A simple CLI tool for converting large JSON responses into JSON Lines (JSONL) format, which is more convenient for storing structured data that can be processed one record at a time.
git clone https://github.com/jsynowiec/json2jsonl && cd json2jsonl
uv run json2jsonljson2jsonl [INPUT] [OPTIONS]
Arguments:
INPUT Path to input JSON file. Omit or use '-' for stdin.
Options:
-o, --output PATH Output file path. Omit or use '-' for stdout.
--path JSONPATH JSONPath selecting the element to operate on (default: '$')
--extract JSONPATH JSONPath (relative to --path) pointing to the array to extract.
Required when root element is an object and input is stdin.
--no-parent-keys Omit parent object fields when flattening nested arrays.
--help Show help and exit.By default, the tool operates on the root element of the input JSON. Use --path to select a subtree using a JSONPath expression (default: $).
By default, the tool extracts from the root element and only accepts an array. If the root element is an object, the tool expects a JSONPath relative to it that points to a key containing an array. When reading from a file, the array key is auto-detected; if multiple array keys exist, the tool prompts you to choose. When reading from stdin, --extract is required.

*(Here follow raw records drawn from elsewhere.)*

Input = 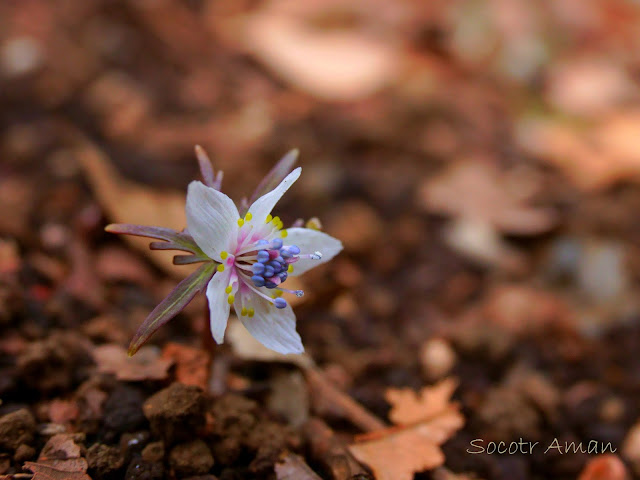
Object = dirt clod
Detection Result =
[169,440,214,477]
[143,383,205,441]
[0,408,36,451]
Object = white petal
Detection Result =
[186,182,240,262]
[249,167,302,225]
[236,295,304,354]
[207,269,231,343]
[284,228,342,276]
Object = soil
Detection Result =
[0,0,640,480]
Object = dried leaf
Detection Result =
[24,434,91,480]
[349,379,464,480]
[77,143,189,277]
[385,378,458,425]
[93,344,172,382]
[129,262,216,355]
[275,452,321,480]
[249,149,300,205]
[243,0,400,100]
[519,110,640,191]
[24,458,91,480]
[419,159,556,235]
[578,455,629,480]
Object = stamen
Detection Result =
[278,287,304,298]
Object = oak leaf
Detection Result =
[349,379,464,480]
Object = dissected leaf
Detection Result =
[93,344,173,382]
[349,379,464,480]
[249,148,300,205]
[420,159,557,235]
[129,262,216,355]
[77,143,189,277]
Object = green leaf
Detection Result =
[128,262,216,356]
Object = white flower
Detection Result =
[186,168,342,353]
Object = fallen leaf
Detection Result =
[419,158,557,235]
[385,378,458,425]
[578,455,629,480]
[76,142,194,277]
[349,379,464,480]
[518,110,640,191]
[162,342,211,391]
[23,434,91,480]
[243,0,400,101]
[92,344,172,382]
[275,452,321,480]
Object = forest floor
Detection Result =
[0,0,640,480]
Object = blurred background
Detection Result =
[0,0,640,480]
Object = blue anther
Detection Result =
[251,263,264,275]
[268,260,282,273]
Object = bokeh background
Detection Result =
[0,0,640,480]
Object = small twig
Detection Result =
[304,366,387,432]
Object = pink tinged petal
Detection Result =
[129,262,216,356]
[249,167,302,225]
[187,182,240,262]
[207,268,232,343]
[235,295,304,354]
[284,228,342,276]
[249,148,300,203]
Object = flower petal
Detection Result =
[249,167,302,224]
[235,294,304,354]
[207,269,231,343]
[285,228,342,276]
[187,182,240,262]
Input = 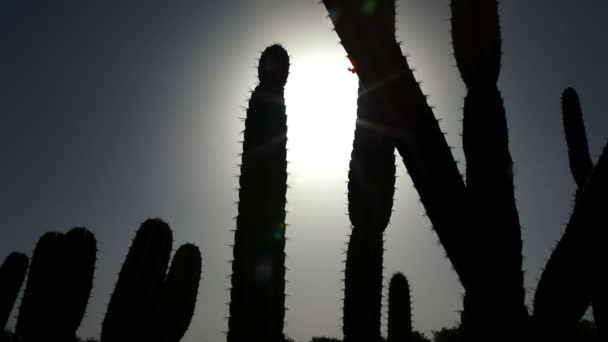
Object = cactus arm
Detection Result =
[343,82,395,342]
[15,232,65,342]
[227,45,289,342]
[562,88,593,189]
[101,219,173,342]
[0,252,30,332]
[451,0,528,341]
[386,273,413,342]
[533,145,608,338]
[56,228,97,341]
[323,0,476,288]
[151,244,202,342]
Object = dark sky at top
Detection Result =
[0,0,608,342]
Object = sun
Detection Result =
[285,55,358,181]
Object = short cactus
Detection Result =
[227,45,289,342]
[101,219,201,342]
[15,228,97,342]
[386,273,413,342]
[0,252,30,334]
[322,0,608,342]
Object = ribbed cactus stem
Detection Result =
[0,252,30,334]
[148,244,202,342]
[228,45,289,342]
[55,227,97,341]
[451,0,528,341]
[15,228,97,342]
[562,88,593,189]
[323,0,478,294]
[386,273,413,342]
[101,219,173,342]
[451,0,502,88]
[533,146,608,340]
[15,232,65,342]
[343,85,395,342]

If the root element is an array, each value is written to a separate line in the output.
Input:
[
{
"span_id": "b1d4f2a8-3c7e-4b1d-8a2f-9e0c6d4b2a1f",
"operation": "db.query",
"duration_ms": 342,
"tags": {
"db.type": "postgres",
"db.statement": "SELECT * FROM orders WHERE user_id = ?"
}
},
{
"span_id": "c2e5a3b9-4d8f-5c2e-9b3g-0f1d7e5c3b2g",
"operation": "http.request",
"duration_ms": 118,
"tags": {
"http.method": "POST",
"http.status_code": "503"
}
}
]Output:
{"span_id": "b1d4f2a8-3c7e-4b1d-8a2f-9e0c6d4b2a1f", "operation": "db.query", "duration_ms": 342, "tags": {"db.type": "postgres", "db.statement": "SELECT * FROM orders WHERE user_id = ?"}}
{"span_id": "c2e5a3b9-4d8f-5c2e-9b3g-0f1d7e5c3b2g", "operation": "http.request", "duration_ms": 118, "tags": {"http.method": "POST", "http.status_code": "503"}}If the root element is an object with one of its keys containing an array of nested objects, the CLI performs a lateral flatten operation. Each output line is an object with the parent fields merged in. This is the default behavior, but the parent keys can be omitted using the --no-parent-keys flag.
Input:
{
"trace_id": "a3c2e1d4-7f6b-4a2e-9c8d-1b0f5e3a7c2d",
"timestamp": "2024-11-15T14:32:07.341Z",
"severity": "WARN",
"spans": [
{
"span_id": "b1d4f2a8-3c7e-4b1d-8a2f-9e0c6d4b2a1f",
"operation": "db.query",
"duration_ms": 342,
"tags": {
"db.type": "postgres",
"db.statement": "SELECT * FROM orders WHERE user_id = ?"
}
},
{
"span_id": "c2e5a3b9-4d8f-5c2e-9b3g-0f1d7e5c3b2g",
"operation": "http.request",
"duration_ms": 118,
"tags": {
"http.method": "POST",
"http.status_code": "503"
}
}
]
}Output:
{"trace_id": "a3c2e1d4-7f6b-4a2e-9c8d-1b0f5e3a7c2d", "timestamp": "2024-11-15T14:32:07.341Z", "severity": "WARN", "span_id": "b1d4f2a8-3c7e-4b1d-8a2f-9e0c6d4b2a1f", "operation": "db.query", "duration_ms": 342, "tags": {"db.type": "postgres", "db.statement": "SELECT * FROM orders WHERE user_id = ?"}}
{"trace_id": "a3c2e1d4-7f6b-4a2e-9c8d-1b0f5e3a7c2d", "timestamp": "2024-11-15T14:32:07.341Z", "severity": "WARN", "span_id": "c2e5a3b9-4d8f-5c2e-9b3g-0f1d7e5c3b2g", "operation": "http.request", "duration_ms": 118, "tags": {"http.method": "POST", "http.status_code": "503"}}- Input files larger than 100MB require confirmation before processing.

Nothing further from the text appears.